For the prediction model 22 according to the fifth embodiment, an ROC curve for the prediction model 22 fed with the validation data sets collected from Cohort A is illustrated in FIG. 13, and another ROC curve for the prediction model 22 fed with the validation data sets collected from Cohort B is illustrated in FIG. 14. An AUC related to the ROC curve in FIG. 13 is 0.829, and an AUC related to said another ROC curve in FIG. 14 is 0.9363.


In a sixth embodiment of the method, each of the plurality of training data sets includes the eGFR, the value of urine pH, the BMI and the age of a patient, the gender indicator indicating gender of the patient, the DM indicator indicating whether the patient was ever diagnosed with DM, a gout indicator indicating whether the patient was ever diagnosed with gout, and a bacteriuria indicator indicating whether the patient was ever diagnosed with bacteriuria. For example, the gout indicator may have a value of one to indicate that the patient had once been diagnosed with gout, or a value of zero to indicate that the patient was never diagnosed with gout.
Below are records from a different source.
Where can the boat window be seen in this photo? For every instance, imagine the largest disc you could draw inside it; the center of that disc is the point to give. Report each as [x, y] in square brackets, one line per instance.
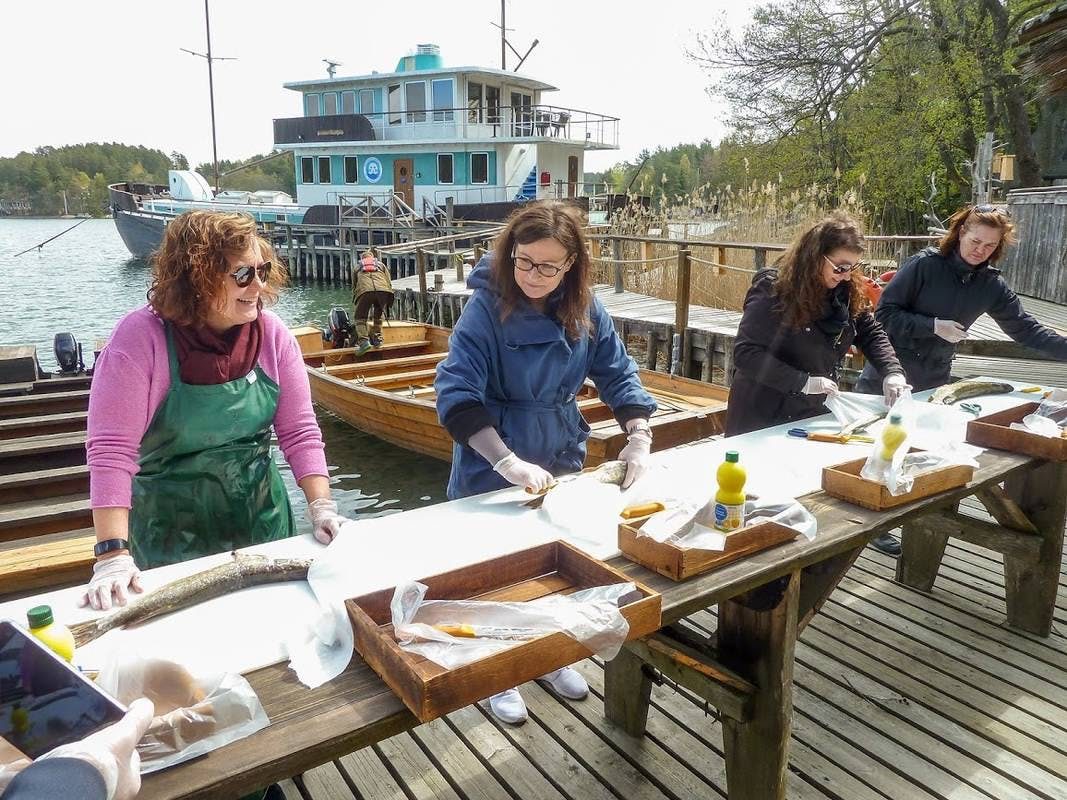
[479, 168]
[444, 98]
[445, 168]
[492, 105]
[366, 101]
[474, 102]
[415, 96]
[395, 105]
Similarly, the bacteriuria indicator may have a value of one to indicate that the patient had once been diagnosed with bacteriuria, or a value of zero to indicate that the patient was never diagnosed with bacteriuria. The prediction system 2 includes the eGFR computing unit 21.


In the sixth embodiment, the input variable set includes the eGFR, the value of urine pH, the BMI and the age of the subject, the gender indicator indicating gender of the subject, the DM indicator indicating whether the subject was ever diagnosed with DM, a gout indicator indicating whether the subject was ever diagnosed with gout, and a bacteriuria indicator indicating whether the subject was ever diagnosed with bacteriuria. For example, the gout indicator may have a value of one to indicate that the subject had once been diagnosed with gout, or a value of zero to indicate that the subject was never diagnosed with gout. Similarly, the bacteriuria indicator may have a value of one to indicate that the subject had once been diagnosed with bacteriuria, or a value of zero to indicate that the subject was never diagnosed with bacteriuria. Particularly, the prediction system 2 receives a variable x0 that represents the creatinine concentration, a variable x1 that represents the gender indicator, a variable x2 that represents the age, a variable x4 that represents the value of urine pH, a variable x5 that represents the BMI, a variable x6 that represents the DM indicator, a variable x7 that represents the gout indicator and a variable x8 that represents the bacteriuria indicator. The eGFR computing unit 21 calculates, based on the variables x0,x1 and x2, a variable x3 that represents the eGFR, and then the variable x3 thus calculated is fed into the prediction model 22 together with the variables x1,x2,x4,x5,x6,x7 and x8 as the input variable set for the prediction model 22 to obtain the probability of a kidney stone being a UA stone.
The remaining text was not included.